You can’t modify hardwired behaviors

The old model that pits nature against nurture is now being replaced with a new understanding best characterized as nature via nurture. In other words, nature and nurture are inextricably entwined.  This new view is largely the result of recent findings that learning, defined as behavior change due to experience, involves gene activation.

In reciprocal fashion, experience activates genes, which produces proteins that change the neural circuits in the brain and alter the way in which an individual behaves.  At every step of the way, the environment is involved.

Innate behavior is automatic, it is behavior performed without prior experience. Innate behaviors include simple reflexes (eg eye blink) and flexible action patterns (eg courting) common to all members of a species. There are also genetic lines within each species that increase the occurrence of very general behavioral tendencies (eg shyness).
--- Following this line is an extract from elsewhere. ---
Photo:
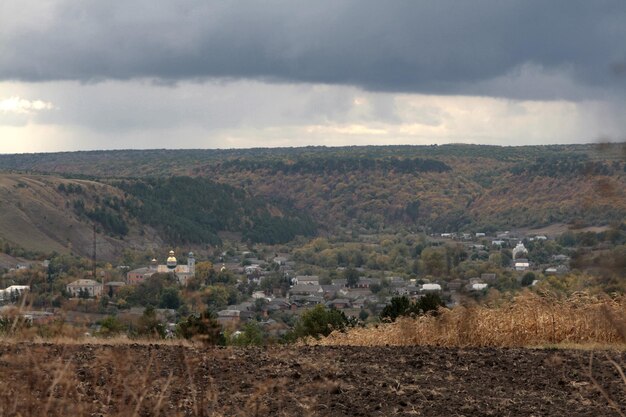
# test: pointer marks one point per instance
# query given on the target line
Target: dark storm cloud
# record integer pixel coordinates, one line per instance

Still, none of these forms of innate behavior are unaffected by experience.  For example, the first time someone unexpectedly drops a heavy book most of us automatically startle, but by the fourth or fifth time the book is dropped, neither we, nor our parrots, bat an eye. This process is known as habituation.
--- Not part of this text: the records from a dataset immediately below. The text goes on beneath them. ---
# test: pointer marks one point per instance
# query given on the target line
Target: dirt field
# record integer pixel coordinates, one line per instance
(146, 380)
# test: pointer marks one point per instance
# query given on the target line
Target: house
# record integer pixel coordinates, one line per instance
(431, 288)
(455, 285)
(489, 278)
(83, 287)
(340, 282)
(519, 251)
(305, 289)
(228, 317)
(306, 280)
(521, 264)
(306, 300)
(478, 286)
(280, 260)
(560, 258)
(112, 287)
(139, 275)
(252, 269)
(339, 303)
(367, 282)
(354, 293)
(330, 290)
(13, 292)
Too often, people evoke the hardwired explanation as an excuse for their own lack of knowledge about behavior and lack of teaching skills. They draw sweeping conclusions about all parrots, based solely on personal experience with a very limited number of birds – for example, amazons are innately afraid of the color red; cockatoos innately scream at dawn and dusk; and severe macaws are innately aggressive.

Of course the implication of the supposed innateness of these behaviors is that there is something inside the bird’s brain that can’t be changed. The critical thinker asks, “If these behaviors are hardwired, why is it that all companion amazons, cockatoos and severe macaws do not behave this way?” and, “In what way does the environment account for these observations and maintain these behaviors?”